The key to my concern lies in those three letters – A, T, T. This is the wireless operator telling iPhone users to back off on the bandwidth, because it wasn’t prepared to catch up on basestation architectures to meet customer demand (thankfully, Fake Steve Jobs blog ripped apart AT&T, in a hilarious interview, comparing its infrastructure attitude with Capitol Records’ decision in 1964 to build new pressing plants to meet customer demand for Meet The Beatles). This is also the same AT&T that told the FCC recently that it is worried about the wireline side of its business becoming a death spiral.
Well, if you’ve watched the “Island of Misfit Toys” commercial Verizon aired over Christmas, you know that a Verizon can come to the rescue. The same Verizon that introduced new Palm Pre and Pixi Plus phones for its network, but told a CES audience that scaling to Long-Term Evolution networks will take a good two years (and its demonstration room for LTE pointedly did not show handset or smartbook client devices, only large wireless clients). The same Verizon that won’t be able to join in the Google Nexus One game until the current GSM interface is upgraded to CDMA.
T-Mobile? It may be more aggressive in bandwidth rollout, but its coverage in North America has a long way to go. Sprint? It was early with WiMax, but WiMax as an access-point technology is not truly 4G in the sense that LTE Advanced is. And Sprint is now dependent on its partner Clearwire for Wi-Max rollout. The company’s only advantage is offering a unique WiMax router called Overdrive that may ease users’ access tasks.
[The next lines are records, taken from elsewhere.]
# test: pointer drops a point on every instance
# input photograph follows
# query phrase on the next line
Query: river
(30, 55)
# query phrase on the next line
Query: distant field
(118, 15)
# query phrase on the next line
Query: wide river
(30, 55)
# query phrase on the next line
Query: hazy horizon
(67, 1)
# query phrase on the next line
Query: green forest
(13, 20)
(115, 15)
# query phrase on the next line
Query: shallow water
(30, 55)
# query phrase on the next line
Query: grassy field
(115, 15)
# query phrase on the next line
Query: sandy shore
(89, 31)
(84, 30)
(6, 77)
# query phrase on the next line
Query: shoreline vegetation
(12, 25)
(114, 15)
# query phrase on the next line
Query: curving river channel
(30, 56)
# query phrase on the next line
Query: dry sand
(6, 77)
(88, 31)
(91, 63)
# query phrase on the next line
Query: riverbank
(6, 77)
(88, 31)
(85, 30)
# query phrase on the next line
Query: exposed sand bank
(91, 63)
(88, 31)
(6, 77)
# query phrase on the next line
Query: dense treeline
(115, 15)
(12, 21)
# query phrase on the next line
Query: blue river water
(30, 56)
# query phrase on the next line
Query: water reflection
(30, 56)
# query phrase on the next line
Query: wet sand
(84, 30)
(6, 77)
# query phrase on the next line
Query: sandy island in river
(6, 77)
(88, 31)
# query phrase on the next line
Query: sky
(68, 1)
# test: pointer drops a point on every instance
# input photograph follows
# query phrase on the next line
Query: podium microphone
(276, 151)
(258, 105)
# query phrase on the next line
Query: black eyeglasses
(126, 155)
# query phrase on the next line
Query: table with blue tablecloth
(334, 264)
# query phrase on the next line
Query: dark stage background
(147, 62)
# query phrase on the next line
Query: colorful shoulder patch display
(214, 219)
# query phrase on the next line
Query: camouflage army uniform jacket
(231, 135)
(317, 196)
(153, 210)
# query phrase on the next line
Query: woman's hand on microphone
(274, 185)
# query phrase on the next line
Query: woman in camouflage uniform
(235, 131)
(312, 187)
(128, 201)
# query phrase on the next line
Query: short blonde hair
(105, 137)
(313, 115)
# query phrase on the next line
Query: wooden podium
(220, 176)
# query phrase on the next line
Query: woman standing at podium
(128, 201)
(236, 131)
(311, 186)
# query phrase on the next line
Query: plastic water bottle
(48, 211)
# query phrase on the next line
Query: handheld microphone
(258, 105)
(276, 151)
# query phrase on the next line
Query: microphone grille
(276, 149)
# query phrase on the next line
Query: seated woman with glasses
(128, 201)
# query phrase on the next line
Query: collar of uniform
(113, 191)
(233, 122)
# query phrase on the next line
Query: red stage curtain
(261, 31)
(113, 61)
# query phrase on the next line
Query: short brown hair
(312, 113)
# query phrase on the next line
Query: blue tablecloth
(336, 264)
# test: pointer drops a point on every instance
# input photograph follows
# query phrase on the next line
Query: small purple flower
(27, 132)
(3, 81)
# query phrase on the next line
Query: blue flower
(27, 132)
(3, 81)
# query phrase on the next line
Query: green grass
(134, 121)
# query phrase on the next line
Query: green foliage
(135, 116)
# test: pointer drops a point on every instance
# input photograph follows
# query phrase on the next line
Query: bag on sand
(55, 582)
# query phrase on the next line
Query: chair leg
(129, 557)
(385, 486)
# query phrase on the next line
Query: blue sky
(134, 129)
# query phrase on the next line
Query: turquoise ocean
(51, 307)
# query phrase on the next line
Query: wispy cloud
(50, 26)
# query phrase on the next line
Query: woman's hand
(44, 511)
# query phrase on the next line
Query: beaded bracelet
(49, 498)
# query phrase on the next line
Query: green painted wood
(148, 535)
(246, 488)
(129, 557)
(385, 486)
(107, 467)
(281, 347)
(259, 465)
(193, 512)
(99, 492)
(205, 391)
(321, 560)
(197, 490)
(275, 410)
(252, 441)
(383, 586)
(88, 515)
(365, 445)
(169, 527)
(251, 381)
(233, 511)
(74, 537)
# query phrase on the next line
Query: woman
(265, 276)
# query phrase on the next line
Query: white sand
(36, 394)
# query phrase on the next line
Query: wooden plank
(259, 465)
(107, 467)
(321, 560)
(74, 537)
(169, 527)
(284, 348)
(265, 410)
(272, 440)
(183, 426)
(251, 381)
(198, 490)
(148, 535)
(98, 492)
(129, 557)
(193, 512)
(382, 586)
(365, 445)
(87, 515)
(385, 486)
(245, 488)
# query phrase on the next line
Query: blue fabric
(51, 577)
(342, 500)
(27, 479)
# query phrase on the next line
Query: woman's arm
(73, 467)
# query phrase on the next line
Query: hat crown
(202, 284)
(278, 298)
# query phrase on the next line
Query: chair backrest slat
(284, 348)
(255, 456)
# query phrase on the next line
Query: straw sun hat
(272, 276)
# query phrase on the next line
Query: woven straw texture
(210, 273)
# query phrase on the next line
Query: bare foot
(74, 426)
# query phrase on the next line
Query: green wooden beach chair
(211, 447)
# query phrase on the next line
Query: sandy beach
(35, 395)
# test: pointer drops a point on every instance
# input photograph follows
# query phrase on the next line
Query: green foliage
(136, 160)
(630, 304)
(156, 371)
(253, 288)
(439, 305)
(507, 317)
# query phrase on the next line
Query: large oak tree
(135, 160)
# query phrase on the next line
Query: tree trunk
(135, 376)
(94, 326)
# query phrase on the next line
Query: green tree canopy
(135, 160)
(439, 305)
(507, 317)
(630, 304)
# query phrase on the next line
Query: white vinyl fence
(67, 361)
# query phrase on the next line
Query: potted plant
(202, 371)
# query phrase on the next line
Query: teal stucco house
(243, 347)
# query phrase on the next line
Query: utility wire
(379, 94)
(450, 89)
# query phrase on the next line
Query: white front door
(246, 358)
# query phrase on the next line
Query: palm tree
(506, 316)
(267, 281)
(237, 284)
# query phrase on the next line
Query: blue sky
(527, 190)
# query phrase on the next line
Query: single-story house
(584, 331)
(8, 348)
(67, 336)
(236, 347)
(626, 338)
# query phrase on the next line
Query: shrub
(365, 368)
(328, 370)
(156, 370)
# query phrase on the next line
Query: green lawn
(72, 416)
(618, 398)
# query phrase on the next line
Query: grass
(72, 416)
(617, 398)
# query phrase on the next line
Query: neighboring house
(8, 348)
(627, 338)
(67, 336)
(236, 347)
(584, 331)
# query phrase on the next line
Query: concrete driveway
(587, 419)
In short, we have a slew of new smartbooks, netbooks, and smartphones capable of video and advanced packet services, and wireless operators that want to offer smartbooks and netbooks directly, in the same way they offer smartphones. The operators had better get cracking to upgrade those networks, or we’ll find by the summer of 2010 they have large inventories of smartbooks, even as they are singing to users “Get off my cloud!”